I leant down, brushing his brown and blonde fringe from his face and pecking his forehead softly. "Night sweetheart. I love you." I whispered before standing up and walking out the room.

I sat on the edge of mine and Jack's bed, unable to sleep without my boyfriend being pressed up against me. I reached into my bedside table and grabbed my little black notebook, which held all my song lyrics and ideas.

I grabbed a pen, quickly jotting down a few words that I could maybe turn into a song with the help from the band. 'I can't sleep at all without you pressed up against me... I've settled for long distant calls I'm lost in empty pillow talk again...' I looked to the alarm clock and saw it was getting really late.

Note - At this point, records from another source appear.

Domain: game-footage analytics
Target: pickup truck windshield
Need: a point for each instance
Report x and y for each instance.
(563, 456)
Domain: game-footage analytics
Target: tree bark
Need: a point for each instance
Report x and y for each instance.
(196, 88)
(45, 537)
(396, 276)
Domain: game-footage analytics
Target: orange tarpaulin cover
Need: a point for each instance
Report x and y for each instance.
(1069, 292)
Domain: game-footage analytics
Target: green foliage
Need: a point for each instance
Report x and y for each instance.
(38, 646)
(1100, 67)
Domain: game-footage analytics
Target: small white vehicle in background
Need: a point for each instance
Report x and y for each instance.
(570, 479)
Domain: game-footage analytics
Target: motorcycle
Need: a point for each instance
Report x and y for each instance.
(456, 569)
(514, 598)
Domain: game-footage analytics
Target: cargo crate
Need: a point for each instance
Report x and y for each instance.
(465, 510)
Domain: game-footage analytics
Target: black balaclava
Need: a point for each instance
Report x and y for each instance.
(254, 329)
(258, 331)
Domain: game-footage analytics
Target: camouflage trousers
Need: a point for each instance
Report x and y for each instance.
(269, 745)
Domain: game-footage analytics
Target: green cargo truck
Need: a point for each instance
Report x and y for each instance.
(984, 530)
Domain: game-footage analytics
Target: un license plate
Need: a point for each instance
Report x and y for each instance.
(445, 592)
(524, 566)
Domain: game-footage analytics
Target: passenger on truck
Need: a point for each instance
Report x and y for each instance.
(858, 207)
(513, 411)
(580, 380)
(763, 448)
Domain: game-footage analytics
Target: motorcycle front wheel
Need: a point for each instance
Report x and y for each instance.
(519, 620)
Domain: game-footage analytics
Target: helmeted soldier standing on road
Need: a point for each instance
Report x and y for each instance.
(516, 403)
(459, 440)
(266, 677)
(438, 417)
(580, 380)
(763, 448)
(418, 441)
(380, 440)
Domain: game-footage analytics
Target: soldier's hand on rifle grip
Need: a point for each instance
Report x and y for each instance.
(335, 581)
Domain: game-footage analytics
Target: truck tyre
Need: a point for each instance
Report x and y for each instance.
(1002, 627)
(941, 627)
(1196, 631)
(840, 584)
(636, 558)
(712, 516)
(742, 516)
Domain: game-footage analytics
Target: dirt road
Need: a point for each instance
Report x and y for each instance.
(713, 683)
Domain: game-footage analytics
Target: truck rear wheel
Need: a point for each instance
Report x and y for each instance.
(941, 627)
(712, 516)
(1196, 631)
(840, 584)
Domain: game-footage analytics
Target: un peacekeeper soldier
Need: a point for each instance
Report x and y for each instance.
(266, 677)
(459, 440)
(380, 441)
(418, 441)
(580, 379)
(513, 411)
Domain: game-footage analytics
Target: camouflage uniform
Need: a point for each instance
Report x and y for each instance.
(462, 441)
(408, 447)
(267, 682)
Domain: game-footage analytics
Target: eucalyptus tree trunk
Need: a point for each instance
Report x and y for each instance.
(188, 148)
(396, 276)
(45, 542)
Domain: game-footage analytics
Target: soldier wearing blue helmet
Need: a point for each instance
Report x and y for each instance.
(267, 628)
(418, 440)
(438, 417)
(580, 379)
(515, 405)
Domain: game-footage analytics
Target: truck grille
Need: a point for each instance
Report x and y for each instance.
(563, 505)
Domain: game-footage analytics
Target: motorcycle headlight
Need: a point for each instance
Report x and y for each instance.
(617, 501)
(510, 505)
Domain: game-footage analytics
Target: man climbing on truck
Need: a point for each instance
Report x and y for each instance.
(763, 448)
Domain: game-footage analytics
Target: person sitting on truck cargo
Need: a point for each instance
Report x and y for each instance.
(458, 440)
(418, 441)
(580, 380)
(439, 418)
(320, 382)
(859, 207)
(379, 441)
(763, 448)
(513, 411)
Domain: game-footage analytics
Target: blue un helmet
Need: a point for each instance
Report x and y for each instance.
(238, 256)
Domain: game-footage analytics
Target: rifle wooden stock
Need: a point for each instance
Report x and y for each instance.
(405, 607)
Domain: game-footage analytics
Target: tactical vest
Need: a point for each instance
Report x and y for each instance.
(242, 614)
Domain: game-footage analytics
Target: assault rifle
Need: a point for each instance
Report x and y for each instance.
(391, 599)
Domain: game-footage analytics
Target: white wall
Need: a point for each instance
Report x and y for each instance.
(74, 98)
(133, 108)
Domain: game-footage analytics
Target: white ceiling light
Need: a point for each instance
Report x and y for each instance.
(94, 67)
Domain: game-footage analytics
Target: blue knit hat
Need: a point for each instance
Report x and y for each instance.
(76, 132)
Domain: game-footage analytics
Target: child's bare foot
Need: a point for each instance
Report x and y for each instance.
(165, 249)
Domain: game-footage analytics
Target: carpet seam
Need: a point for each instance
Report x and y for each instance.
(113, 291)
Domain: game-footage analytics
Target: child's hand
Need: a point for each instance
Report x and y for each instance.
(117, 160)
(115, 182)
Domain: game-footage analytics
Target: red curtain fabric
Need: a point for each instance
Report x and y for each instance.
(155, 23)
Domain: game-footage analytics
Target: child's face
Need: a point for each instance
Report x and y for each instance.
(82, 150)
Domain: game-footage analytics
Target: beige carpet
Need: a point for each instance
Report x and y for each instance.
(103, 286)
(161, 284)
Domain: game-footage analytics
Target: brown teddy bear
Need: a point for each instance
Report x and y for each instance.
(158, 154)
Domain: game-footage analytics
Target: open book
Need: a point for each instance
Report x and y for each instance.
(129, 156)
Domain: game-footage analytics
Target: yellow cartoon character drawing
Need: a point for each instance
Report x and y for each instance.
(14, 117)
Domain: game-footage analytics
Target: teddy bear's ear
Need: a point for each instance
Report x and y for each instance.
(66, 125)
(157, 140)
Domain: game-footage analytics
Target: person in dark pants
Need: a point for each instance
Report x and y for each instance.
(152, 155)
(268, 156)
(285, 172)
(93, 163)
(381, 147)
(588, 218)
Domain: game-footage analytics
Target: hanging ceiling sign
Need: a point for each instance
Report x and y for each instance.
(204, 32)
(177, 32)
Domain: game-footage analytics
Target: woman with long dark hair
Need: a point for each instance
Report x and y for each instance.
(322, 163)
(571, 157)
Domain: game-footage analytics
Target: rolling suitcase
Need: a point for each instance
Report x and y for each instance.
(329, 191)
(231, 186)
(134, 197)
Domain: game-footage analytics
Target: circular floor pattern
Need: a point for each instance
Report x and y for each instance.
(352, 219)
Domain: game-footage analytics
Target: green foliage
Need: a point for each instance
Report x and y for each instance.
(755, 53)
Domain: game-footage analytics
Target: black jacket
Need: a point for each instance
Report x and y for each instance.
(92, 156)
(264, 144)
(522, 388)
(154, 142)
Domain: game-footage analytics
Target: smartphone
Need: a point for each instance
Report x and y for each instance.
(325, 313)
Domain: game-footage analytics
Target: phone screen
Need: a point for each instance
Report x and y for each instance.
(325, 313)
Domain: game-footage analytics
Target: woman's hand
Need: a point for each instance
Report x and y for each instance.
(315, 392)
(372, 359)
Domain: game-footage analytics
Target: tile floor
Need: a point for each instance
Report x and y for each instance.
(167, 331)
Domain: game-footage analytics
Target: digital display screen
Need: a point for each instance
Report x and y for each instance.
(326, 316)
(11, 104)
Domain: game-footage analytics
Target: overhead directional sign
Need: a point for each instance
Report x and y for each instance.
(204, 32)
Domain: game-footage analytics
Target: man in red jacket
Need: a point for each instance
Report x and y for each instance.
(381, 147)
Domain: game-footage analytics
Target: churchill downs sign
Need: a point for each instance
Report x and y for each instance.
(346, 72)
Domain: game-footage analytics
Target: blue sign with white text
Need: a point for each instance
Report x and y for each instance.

I placed my song book back in it's place and turned my lamp off, curling up in the covers and hugging Jack's pillow close to my chest, taking in the scent as I slowly drifted off into a dreamless sleep. I only ever dreamed when Jack was next to me. I'd dream of our future and how much he means to me when he was right beside me in my arms, but without him, I didn't dream.

I love him so much and I had a lot of apologising to do for how I'd yelled at him and made him cry, I felt so goddam guilty.